A duo of white-hat hackers have earned themselves a brand new Tesla Model 3 after exposing a vulnerability in the car’s integrated browser.

Richard Zhu and Amat Cam, aka team ‘Fluoroacetate’, managed to break into the electric sedan via its infotainment system at the Pwn2Own hacking contest in Vancouver, Canada, last Friday. They exploited a JIT (or ‘just-in-time’) bug in the browser renderer process to display a message on the infotainment system.

In addition to walking away with the car, Zhu and Cam received US$35,000 for discovering the bug, reads a Zero Day Initiative report.

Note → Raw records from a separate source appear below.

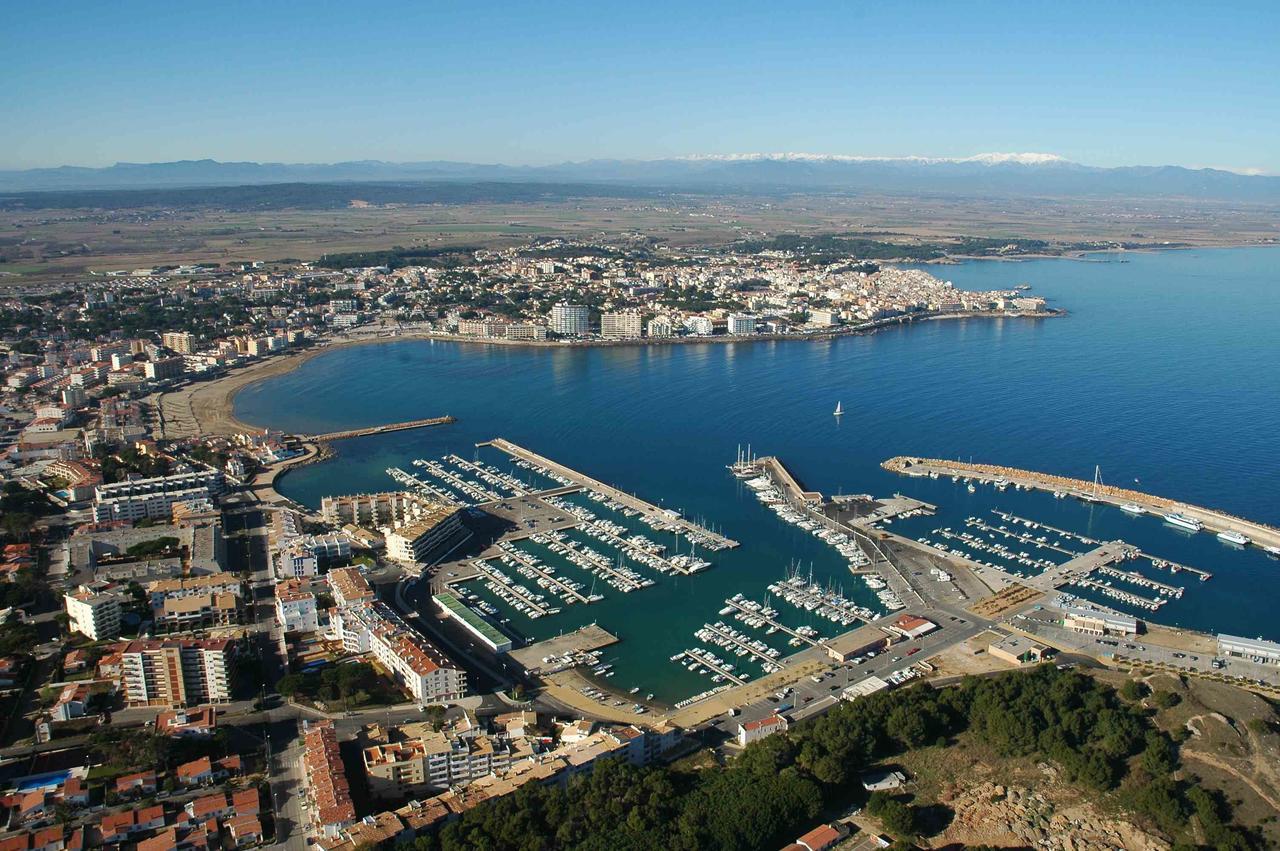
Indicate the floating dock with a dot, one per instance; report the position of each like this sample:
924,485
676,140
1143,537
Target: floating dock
581,640
691,530
1215,521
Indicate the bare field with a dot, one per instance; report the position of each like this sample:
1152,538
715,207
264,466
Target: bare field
50,245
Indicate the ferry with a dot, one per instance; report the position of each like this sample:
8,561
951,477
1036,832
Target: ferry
1233,536
1184,521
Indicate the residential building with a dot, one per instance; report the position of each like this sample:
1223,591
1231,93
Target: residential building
428,534
296,609
181,342
94,613
327,788
661,326
570,320
177,673
164,369
415,663
757,730
348,586
620,325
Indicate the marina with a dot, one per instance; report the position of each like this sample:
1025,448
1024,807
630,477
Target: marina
662,518
760,614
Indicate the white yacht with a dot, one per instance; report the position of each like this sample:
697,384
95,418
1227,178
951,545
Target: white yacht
1233,536
1184,521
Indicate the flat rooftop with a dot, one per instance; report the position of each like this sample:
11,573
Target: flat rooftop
461,611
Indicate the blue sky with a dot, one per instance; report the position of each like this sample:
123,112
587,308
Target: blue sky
1105,83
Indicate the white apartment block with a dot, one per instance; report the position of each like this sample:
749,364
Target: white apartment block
177,673
296,611
425,672
95,614
620,325
570,320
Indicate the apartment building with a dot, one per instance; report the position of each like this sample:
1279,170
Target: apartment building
155,498
438,762
348,586
94,612
428,534
177,673
296,608
328,791
414,662
570,320
181,342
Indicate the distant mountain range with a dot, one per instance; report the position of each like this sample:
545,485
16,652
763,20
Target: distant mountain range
987,175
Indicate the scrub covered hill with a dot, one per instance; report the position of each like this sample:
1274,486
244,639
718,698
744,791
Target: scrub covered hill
778,787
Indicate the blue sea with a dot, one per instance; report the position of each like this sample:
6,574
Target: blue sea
1165,374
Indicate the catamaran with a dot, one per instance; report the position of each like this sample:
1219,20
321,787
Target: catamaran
744,467
1092,497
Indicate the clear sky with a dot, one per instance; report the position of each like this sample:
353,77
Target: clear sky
534,82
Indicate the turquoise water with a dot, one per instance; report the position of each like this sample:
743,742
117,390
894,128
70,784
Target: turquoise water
1166,371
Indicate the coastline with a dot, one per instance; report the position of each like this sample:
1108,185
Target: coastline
209,407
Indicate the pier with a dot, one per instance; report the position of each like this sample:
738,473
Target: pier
704,659
1214,521
740,646
652,513
521,594
567,594
1142,581
1162,563
583,640
772,622
383,429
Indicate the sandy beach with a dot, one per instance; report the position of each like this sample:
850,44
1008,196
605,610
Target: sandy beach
209,407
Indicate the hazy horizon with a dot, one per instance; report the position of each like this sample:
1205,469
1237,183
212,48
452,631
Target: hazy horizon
1095,83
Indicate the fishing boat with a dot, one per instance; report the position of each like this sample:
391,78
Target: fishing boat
1184,521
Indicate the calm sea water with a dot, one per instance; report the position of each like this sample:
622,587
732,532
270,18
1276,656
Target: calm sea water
1166,373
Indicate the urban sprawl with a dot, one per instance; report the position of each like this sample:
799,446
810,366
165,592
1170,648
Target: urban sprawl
237,644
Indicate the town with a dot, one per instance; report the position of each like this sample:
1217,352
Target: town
192,660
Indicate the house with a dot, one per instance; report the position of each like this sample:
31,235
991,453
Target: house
199,723
755,730
245,829
73,792
209,806
136,785
882,781
246,801
197,772
74,662
821,838
164,841
118,827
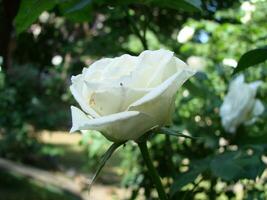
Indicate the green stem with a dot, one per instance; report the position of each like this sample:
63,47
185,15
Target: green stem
152,171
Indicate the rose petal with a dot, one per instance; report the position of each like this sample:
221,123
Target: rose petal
81,94
159,102
110,100
122,126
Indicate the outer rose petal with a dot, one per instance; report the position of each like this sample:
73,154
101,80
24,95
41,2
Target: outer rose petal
78,90
258,108
123,126
159,102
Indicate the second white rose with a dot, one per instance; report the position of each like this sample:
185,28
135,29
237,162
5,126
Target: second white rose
240,105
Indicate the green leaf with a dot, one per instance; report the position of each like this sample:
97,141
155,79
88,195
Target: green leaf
187,5
197,167
237,165
104,159
251,58
29,11
78,6
168,131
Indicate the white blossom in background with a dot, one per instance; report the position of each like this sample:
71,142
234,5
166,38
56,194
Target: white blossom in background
44,17
36,29
126,96
196,62
57,60
230,62
240,105
185,34
248,9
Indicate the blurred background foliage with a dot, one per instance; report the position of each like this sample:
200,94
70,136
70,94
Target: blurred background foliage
43,43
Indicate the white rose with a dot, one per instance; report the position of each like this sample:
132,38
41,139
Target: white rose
240,105
126,96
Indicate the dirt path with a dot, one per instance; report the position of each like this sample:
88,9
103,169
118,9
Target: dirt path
80,180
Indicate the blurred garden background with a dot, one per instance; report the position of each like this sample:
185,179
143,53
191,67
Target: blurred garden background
43,43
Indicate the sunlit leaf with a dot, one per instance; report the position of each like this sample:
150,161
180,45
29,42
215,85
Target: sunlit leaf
29,11
251,58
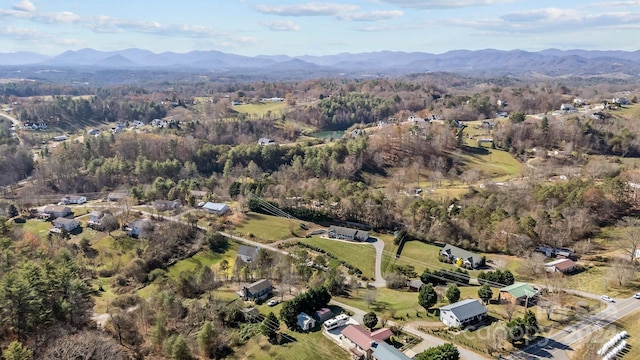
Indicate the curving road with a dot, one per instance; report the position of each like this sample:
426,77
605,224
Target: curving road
15,122
561,344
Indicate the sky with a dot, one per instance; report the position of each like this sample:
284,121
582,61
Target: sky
293,27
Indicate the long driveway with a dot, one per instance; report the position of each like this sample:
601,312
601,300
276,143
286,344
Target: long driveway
15,122
427,340
560,344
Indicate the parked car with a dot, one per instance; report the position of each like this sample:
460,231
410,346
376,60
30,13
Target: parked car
606,298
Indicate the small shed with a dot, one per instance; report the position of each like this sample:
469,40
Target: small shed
306,322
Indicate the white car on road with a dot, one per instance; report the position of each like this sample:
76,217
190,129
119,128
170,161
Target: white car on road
606,298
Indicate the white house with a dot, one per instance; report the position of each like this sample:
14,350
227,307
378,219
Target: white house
266,141
74,199
95,218
138,227
57,211
463,313
216,208
306,322
339,232
66,224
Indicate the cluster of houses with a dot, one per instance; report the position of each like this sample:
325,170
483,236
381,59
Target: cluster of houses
266,142
462,257
34,126
344,233
273,99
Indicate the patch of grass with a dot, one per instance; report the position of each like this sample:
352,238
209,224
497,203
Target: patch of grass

It’s worth noting that the flaw didn’t enable the ethical hackers to take control of the vehicle itself.

We reported in January that Tesla had decided to put up one of its models as a target at the event that took place between March 20-22.

The duo had a pretty good few days at the event, having scooped $375,000 in prize money in total, including for finding flaws in Apple Safari, Microsoft Edge, VMware Workstation, Oracle Virtualbox, and Windows 10.

In its statement after Zhu and Cam’s find, the electric automaker said that a fix for the vulnerability (classified as CVE-2019-9977) was on its way.

"In the coming days we will release a software update that addresses this research," reads a statement from Tesla on ZDNet last Friday. "We understand that this demonstration took an extraordinary amount of effort and skill, and we thank these researchers for their work to help us continue to ensure our cars are the most secure on the road today."

Tesla launched its own bug bounty program in 2014 and has since given away hundreds of thousands of US dollars in rewards for reporting vulnerabilities in its vehicle systems. According to Teslarati, last year saw the company extend the program to its energy products.